Crisis prevention. Then, we can notice that in these objectives, the role that Europe can play in terms of peacekeeping, crisis prevention is totally forgotten in favor of a paler and good-natured notion of "good governance". It is as revealing as the isolation in a small box of the organization chart of crisis management structures.

Lack of responsiveness. Incidentally, we can notice the lack of responsiveness. The events in Tunisia have already started and are almost over. The average viewer knows that President Ben Ali is already gone, that Tunisia is in "accelerated democratic transition". And that we are living the end of a certain era, in the Maghreb at least. Nothing has changed...

A great confusion in the objective of the CFSP. In the end, it is striking to note how great the confusion between foreign policy and trade policy remains. This panoply does not only target areas where there are risks and dangers, challenges and strategic issues.

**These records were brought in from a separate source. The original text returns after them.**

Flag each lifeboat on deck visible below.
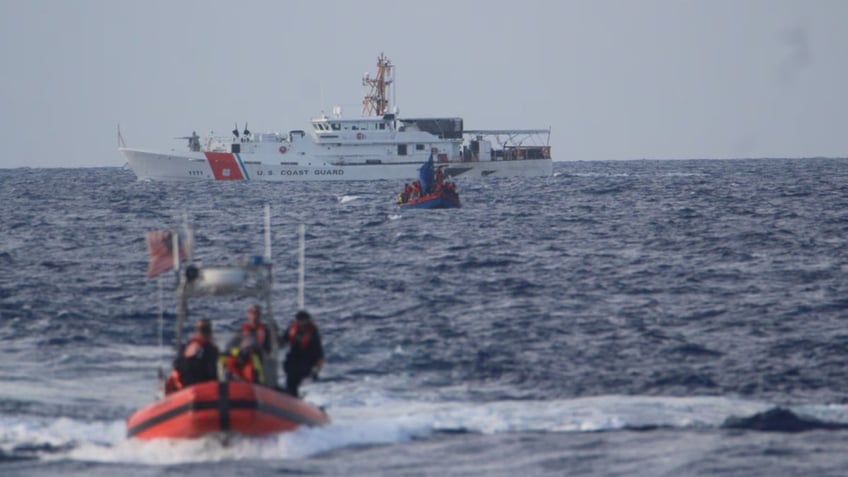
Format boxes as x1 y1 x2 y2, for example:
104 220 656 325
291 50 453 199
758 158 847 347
127 381 330 439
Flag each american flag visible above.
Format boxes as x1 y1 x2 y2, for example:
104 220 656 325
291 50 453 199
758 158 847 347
145 230 186 278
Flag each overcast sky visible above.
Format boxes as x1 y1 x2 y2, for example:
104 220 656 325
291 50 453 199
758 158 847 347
0 0 848 168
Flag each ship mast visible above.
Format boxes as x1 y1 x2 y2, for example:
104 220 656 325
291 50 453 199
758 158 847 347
362 53 394 116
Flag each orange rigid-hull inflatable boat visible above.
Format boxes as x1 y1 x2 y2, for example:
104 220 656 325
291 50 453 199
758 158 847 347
127 381 330 439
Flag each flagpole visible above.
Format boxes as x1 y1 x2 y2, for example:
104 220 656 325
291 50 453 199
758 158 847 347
297 224 306 310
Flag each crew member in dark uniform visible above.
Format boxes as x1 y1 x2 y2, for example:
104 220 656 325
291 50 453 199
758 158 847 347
165 318 218 394
280 310 324 397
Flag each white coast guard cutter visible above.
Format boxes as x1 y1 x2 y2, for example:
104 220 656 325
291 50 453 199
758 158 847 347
118 55 552 181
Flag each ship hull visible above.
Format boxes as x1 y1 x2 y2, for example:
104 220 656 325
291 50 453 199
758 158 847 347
120 148 553 182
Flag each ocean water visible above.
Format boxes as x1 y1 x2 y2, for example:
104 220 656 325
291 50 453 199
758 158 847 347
0 159 848 477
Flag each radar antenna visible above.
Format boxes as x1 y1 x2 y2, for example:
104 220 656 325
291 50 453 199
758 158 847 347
362 53 394 116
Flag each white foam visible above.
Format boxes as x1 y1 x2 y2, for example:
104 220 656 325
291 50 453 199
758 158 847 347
0 392 824 465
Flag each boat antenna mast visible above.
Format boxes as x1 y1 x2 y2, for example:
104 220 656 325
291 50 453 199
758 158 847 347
362 53 395 116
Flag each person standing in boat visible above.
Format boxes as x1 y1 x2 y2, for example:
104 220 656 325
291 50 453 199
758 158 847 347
224 304 271 384
165 318 218 394
280 310 324 397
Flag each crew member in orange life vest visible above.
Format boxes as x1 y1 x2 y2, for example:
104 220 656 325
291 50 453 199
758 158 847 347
223 304 271 384
280 310 324 397
165 318 218 394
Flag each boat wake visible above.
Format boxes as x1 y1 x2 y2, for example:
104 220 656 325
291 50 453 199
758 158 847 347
336 195 359 204
6 396 848 465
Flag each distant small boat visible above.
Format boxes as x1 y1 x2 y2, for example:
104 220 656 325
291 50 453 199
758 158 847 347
398 153 462 209
400 188 462 209
127 207 330 439
127 381 330 439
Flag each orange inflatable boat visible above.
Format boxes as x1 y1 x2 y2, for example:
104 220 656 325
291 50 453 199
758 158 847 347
127 381 330 439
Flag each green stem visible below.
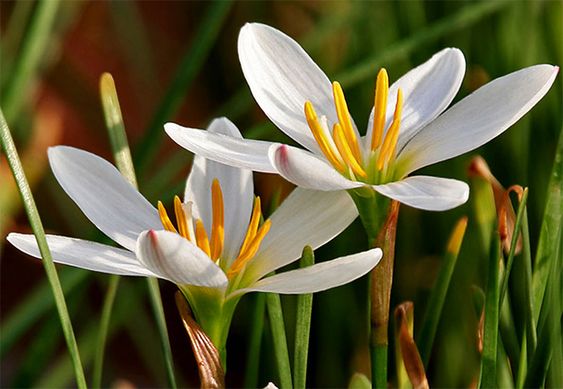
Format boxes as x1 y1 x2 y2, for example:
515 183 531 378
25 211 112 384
135 0 232 175
293 246 315 389
92 275 119 388
244 293 266 388
98 73 176 388
0 110 86 388
266 293 293 389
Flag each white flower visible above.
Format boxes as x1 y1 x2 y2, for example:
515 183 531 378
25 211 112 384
165 23 559 210
8 119 382 348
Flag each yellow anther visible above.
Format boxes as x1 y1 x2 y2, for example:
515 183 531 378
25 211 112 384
377 89 403 170
174 196 190 240
158 201 177 233
371 69 389 150
332 81 362 161
227 220 272 278
239 196 262 256
195 219 211 257
305 101 346 172
210 178 225 260
332 123 367 178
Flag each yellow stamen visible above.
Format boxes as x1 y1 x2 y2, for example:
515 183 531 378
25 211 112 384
305 101 346 172
211 178 225 260
371 69 389 150
377 89 403 170
332 81 362 161
227 220 272 278
239 196 262 253
195 219 211 257
332 123 367 178
174 196 190 240
158 201 177 233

But above all those is the well-understood commercial interest of Europe. As if the former portfolio of Trade Commissioner for Cathy Ashton and Director General of the DG concerned for David O'Sullivan still rubbed off on the priorities of the external service. And as if Europe had in fact abandoned all foreign policy ambitions.

Nicolas Gros Verheyde

Chief editor of the B2 site. Graduated in European law from the University of Paris I Pantheon Sorbonne and listener to the 65th session of the IHEDN (Institut des Hautes Etudes de la Défense Nationale. Journalist since 1989, founded B2 - Bruxelles2 in 2008. EU/NATO correspondent in Brussels for Sud-Ouest (previously West-France and France-Soir).

3 thoughts on “The EU's diplomatic priorities for the “next 12 months” according to Ashton. Exploding"

  • It is indeed hollow, it is not tomorrow that European diplomacy will prevail!

  • Camille Lepinay

    Also surprising that the Balkans are considered in the “neighbourhood” when they are covered by the enlargement policy and not by the ENP. Moreover, Mrs. Ashton walks here on Mr. Fühle's flower bed….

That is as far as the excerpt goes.